International gemischte Gruppen von sechs bis zehn Handwerkern sind unter fachlicher Anleitung oft älterer Handwerker gemeinsam mehrere Wochen an einem Baudenkmal in gemeinnütziger Trägerschaft tätig. Ein Einführungskurs sowie begleitende Fachseminare runden das Programm ab. Der Handwerkeraustausch wird in Deutschland bislang für Zimmerer, Tischler, Dachdecker und Maurer angeboten, weitere Gewerke sind in Vorbereitung.

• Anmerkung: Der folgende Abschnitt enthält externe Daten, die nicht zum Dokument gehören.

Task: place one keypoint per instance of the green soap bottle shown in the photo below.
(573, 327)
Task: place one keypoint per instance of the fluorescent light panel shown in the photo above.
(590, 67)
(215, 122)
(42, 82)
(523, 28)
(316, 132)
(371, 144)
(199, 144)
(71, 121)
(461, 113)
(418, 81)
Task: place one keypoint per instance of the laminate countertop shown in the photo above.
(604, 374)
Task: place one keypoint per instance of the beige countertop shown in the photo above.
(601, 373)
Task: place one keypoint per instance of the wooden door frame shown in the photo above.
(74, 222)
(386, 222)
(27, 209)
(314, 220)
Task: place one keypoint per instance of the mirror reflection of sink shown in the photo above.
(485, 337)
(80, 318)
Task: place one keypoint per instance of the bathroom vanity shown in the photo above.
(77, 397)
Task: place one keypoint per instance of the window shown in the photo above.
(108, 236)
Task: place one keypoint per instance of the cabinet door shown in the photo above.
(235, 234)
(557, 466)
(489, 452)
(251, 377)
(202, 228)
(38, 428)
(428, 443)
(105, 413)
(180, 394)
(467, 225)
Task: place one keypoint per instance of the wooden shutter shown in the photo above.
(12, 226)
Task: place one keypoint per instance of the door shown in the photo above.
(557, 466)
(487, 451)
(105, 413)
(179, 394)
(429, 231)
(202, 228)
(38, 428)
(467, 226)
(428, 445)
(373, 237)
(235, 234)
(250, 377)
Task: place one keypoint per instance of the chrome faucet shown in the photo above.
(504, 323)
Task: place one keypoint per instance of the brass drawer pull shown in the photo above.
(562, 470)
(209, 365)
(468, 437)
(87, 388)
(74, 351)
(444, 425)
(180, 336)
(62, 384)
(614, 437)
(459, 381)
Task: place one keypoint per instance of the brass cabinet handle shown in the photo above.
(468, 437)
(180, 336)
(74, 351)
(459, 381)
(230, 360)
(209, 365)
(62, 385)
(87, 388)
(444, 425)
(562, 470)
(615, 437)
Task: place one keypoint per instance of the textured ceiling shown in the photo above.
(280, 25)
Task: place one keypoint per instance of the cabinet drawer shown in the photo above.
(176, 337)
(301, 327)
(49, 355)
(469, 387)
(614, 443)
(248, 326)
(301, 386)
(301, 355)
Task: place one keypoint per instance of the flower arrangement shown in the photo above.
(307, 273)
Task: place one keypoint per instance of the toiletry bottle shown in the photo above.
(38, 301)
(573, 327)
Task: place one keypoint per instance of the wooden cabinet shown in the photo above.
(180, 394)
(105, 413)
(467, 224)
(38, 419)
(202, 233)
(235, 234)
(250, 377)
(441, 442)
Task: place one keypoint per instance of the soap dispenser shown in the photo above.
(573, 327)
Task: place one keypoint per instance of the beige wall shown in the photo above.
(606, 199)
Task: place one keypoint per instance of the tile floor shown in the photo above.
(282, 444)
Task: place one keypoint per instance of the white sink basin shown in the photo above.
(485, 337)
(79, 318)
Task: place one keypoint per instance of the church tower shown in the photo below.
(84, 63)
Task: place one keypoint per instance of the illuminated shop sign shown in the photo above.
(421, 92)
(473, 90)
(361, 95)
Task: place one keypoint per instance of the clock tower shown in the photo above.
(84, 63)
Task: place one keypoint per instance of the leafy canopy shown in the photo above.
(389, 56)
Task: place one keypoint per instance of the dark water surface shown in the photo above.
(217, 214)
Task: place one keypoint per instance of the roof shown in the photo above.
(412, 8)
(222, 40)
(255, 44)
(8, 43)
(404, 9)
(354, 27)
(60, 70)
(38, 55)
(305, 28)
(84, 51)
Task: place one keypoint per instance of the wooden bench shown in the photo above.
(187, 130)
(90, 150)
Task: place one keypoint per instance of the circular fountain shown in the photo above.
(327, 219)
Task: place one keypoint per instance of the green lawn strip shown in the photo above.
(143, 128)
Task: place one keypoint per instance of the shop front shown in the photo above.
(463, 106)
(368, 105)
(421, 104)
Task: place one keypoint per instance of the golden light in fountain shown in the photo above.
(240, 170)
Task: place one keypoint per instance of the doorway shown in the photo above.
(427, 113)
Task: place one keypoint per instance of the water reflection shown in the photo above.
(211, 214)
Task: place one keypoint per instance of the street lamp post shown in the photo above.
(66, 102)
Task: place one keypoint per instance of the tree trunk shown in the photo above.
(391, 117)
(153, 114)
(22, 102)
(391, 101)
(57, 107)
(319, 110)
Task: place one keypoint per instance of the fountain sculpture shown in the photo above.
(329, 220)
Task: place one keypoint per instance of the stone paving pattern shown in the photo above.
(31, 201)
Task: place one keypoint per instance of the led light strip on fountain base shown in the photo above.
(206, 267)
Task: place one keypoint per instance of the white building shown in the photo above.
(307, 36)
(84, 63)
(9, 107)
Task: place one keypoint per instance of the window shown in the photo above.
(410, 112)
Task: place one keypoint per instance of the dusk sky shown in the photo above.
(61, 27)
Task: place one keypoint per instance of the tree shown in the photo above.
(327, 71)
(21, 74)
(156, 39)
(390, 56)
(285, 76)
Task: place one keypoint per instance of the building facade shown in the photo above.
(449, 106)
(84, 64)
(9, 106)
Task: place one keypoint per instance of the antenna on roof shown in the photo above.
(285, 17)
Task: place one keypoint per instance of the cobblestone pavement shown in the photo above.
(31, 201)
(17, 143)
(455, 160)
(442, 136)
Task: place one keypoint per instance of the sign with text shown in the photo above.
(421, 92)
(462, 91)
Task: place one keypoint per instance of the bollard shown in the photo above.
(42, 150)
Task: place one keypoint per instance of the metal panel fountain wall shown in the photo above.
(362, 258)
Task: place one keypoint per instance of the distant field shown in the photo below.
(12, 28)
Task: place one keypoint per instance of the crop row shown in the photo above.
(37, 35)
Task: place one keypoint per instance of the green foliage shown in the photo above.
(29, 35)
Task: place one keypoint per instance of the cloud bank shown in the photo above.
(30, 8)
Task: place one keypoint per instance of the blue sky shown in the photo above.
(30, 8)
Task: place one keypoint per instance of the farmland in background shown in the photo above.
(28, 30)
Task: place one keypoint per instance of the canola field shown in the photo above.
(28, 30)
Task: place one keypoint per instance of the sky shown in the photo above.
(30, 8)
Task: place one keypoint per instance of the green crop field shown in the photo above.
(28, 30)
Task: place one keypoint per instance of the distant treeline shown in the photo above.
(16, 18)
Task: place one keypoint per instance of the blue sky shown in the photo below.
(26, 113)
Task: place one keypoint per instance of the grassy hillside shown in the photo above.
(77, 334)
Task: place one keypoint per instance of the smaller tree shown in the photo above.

In der Regel stammt etwa die Hälfte der Teilnehmer aus Deutschland, die anderen Teilnehmer aus jeweils mehreren europäischen Ländern. Bislang haben junge Handwerker aus Frankreich, Tschechien, der Slowakei, Spanien, Italien, Estland und Litauen am Europäischen Handwerkeraustausch teilgenommen. Die Partnerorganisationen von Offene Häuser sind dort Aus- und Weiterbildungseinrichtungen des Handwerks und der Denkmalpflege, staatliche Denkmalpflegebetriebe und deren Restaurierungsateliers sowie in Einzelfällen kleine Handwerksfirmen.

Im Gegenzug bieten die ausländischen Partnerorganisationen im Rahmen des Europäischen Handwerkeraustauschs für junge Handwerker aus Deutschland Praktika mit einer Dauer von drei Wochen bis zu mehreren Monaten in ihren Ländern an.